The question under this statute does not appear to have arisen before in this State. It has arisen upon two other statutes involving malicious injury to property. The statute (section 9275, 2 How. Stat.) provided:
"If two or more persons shall wilfully and maliciously combine or conspire together to obstruct or impede, by any act, or by means of intimidation, the regular operation and conduct of the business of any railroad company, or any other corporation, firm or individual in this State, or to impede, hinder, or obstruct, except by due process of law, the regular running of any locomotive engine, freight or passenger train, on any railroad, or the labor and business of any such corporation, firm, or individual, such person shall, on conviction thereof, be punished by imprisonment in the county jail for a period not more than three months, or in the State prison for a period not exceeding two years."

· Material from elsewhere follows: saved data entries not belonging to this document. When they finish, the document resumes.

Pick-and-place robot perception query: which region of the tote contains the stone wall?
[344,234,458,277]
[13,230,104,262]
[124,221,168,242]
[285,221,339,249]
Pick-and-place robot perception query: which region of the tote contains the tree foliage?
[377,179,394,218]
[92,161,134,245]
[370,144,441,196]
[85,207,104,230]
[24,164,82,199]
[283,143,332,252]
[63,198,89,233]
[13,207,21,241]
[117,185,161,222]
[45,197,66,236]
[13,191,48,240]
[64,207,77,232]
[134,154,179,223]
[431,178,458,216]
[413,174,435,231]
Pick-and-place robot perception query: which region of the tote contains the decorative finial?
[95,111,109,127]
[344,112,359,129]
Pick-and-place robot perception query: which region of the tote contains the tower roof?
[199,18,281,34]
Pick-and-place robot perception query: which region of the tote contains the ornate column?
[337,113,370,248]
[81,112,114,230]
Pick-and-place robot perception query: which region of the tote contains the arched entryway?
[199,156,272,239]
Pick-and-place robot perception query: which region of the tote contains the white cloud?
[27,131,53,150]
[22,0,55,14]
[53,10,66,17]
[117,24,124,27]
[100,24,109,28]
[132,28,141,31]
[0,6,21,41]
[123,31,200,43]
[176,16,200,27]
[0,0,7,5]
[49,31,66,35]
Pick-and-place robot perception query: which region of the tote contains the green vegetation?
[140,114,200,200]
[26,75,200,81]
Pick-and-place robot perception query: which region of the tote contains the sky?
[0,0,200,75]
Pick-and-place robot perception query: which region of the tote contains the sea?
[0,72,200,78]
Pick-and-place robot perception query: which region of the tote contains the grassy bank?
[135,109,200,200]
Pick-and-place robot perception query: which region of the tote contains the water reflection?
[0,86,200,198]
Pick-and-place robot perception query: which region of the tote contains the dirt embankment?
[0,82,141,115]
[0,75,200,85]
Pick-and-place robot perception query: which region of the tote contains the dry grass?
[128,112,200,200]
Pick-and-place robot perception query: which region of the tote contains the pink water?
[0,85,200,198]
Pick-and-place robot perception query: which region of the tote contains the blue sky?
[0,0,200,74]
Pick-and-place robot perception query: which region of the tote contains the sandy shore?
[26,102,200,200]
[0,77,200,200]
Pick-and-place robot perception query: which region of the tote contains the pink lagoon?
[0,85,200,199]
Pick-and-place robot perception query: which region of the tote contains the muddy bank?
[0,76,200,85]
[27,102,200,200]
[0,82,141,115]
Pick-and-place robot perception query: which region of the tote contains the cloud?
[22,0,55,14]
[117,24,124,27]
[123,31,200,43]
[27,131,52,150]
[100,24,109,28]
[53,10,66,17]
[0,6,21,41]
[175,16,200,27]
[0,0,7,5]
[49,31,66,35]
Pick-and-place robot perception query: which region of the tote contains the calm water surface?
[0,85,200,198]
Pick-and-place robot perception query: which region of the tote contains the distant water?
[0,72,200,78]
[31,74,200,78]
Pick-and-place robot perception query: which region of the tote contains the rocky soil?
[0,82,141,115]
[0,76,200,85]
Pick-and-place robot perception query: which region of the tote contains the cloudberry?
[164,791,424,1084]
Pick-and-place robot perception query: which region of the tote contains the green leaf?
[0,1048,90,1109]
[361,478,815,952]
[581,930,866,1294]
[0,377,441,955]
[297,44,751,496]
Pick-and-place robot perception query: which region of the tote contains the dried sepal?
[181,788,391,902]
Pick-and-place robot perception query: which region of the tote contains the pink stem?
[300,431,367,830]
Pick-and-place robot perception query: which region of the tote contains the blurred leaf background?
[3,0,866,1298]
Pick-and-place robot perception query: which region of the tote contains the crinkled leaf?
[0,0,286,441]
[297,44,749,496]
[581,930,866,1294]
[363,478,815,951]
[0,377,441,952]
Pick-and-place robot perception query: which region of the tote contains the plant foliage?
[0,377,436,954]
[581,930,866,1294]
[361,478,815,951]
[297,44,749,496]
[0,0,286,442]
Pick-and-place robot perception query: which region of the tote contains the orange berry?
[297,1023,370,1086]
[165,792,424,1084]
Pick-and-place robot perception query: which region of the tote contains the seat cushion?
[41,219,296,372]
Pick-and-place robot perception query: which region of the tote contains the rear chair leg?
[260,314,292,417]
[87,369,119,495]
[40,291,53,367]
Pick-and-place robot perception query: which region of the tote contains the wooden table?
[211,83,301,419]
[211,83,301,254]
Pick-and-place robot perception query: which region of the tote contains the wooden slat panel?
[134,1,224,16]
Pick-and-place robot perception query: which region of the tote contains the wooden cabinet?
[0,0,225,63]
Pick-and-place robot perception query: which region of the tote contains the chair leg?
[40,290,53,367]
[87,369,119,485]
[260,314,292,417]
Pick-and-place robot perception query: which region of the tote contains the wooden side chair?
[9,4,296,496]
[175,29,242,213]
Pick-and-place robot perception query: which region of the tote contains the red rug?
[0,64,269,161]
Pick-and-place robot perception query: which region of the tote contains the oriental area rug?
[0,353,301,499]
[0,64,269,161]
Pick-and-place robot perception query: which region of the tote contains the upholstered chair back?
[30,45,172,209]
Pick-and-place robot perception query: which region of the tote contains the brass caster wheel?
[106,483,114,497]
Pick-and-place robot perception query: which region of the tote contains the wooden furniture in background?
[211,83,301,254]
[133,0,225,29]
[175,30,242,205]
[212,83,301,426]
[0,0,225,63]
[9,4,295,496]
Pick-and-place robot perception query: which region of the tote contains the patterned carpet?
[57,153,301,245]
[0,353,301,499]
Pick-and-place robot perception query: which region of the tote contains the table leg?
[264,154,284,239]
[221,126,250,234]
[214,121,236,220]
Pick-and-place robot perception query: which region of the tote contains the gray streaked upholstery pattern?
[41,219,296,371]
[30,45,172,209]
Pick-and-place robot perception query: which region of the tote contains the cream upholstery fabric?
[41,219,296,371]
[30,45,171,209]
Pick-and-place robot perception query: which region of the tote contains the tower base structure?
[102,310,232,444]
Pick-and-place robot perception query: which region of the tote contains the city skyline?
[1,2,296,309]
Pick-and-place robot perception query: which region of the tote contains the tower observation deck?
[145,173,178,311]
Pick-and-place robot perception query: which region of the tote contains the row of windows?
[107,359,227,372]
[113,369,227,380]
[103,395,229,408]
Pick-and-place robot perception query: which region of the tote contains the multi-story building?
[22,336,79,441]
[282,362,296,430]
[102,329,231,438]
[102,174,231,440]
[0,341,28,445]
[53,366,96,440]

In People v. Petheram, 64 Mich. 252, the defendant was arrested, charged with conspiring and combining with others to wilfully and maliciously obstruct and impede the regular operation and conduct of the business of a manufacturing company. It was there urged that the intent and malice must be aimed at the business obstructed. The court held, however, that the statute did not require malice to be shown toward the owner or his business or property, but that the malice required to be shown was the general malice of the law of crime, and that the acts shown may, as in other cases, furnish the presumption of malice. In a prosecution under section 11584, 3 Comp. Laws, for maliciously injuring a building, the same rule was followed, citing and approving People v. Petheram. People v. Burkhardt, 72 Mich. 172. The malice required under the statute now under consideration is not different from the malice required by the statutes in the above cases. To sustain the contention on behalf of the respondent in this case would be to overrule those two cases. They have stood unchallenged for many years, and we see no occasion now to overrule them. See, also, State v. Boies, supra, and Brown v. State, supra.
In view of a new trial we may say that the court should instruct the jury that malice is an essential ingredient of the crime.
Conviction reversed, and new trial ordered.